Effect of PCA-4248 on mRNA and/or protein levels of Th1-, Th2-, and Th17-related cytokines and transcription factor STAT3 and COX-2 in K5.hTGF-β1 transgenic mice. The WT or K5.hTGF-β1 transgenic mice were injected i.p. twice weekly for 4 weeks with PCA-4248 (10 mg/kg) or its vehicle. A: Serum samples were collected at the end of the 4-week treatment regimen from either vehicle-treated WT or vehicle- or PCA-4248–treated K5.hTGF-β1 transgenic mice.
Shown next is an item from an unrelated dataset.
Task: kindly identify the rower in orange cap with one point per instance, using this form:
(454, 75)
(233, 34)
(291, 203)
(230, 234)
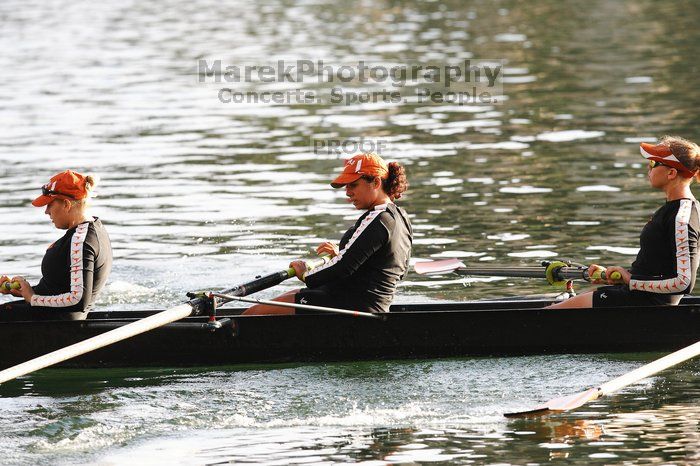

A multicytokine ELISA was performed to analyze the relative levels of IL-2, IL-4, IL-5, IL-6, IL-10, IL-12, IL-13, IL-17A, IL-23, interferon-γ, and TNF-α. Data shown are from one representative experiment, with n = 3 to 4 per treatment group. *P ≤ 0.05; **P ≤ 0.01, vehicle-treated K5.hTGF-β1 vs vehicle-treated WT mice. ^#P ≤ 0.05, PCA-4248–treated versus vehicle-treated K5.hTGF-β1 mice. O.D., optical density. Immunofluorescent staining of STAT3 (B) and IL-10 (C) (blue: DAPI; red: IL-10) protein in dorsal skin. Scale bars: 200 μm (B); 100 μm (C). D: Quantitative RT-PCR was performed at the end of the 4-week treatment regimen from either vehicle-treated WT or vehicle- or PCA-4248–treated K5.hTGF-β1 transgenic mice with RNA isolated from individual mouse dorsal skin for transcription factors STAT3 and transcripts encoding IL-17A, IL-17F, IL-6, IL-12A, IL-10, and COX-2. Data shown are from one representative experiment, with n = 5 to 7 per treatment group. *P ≤ 0.05. Error bars represent SEM.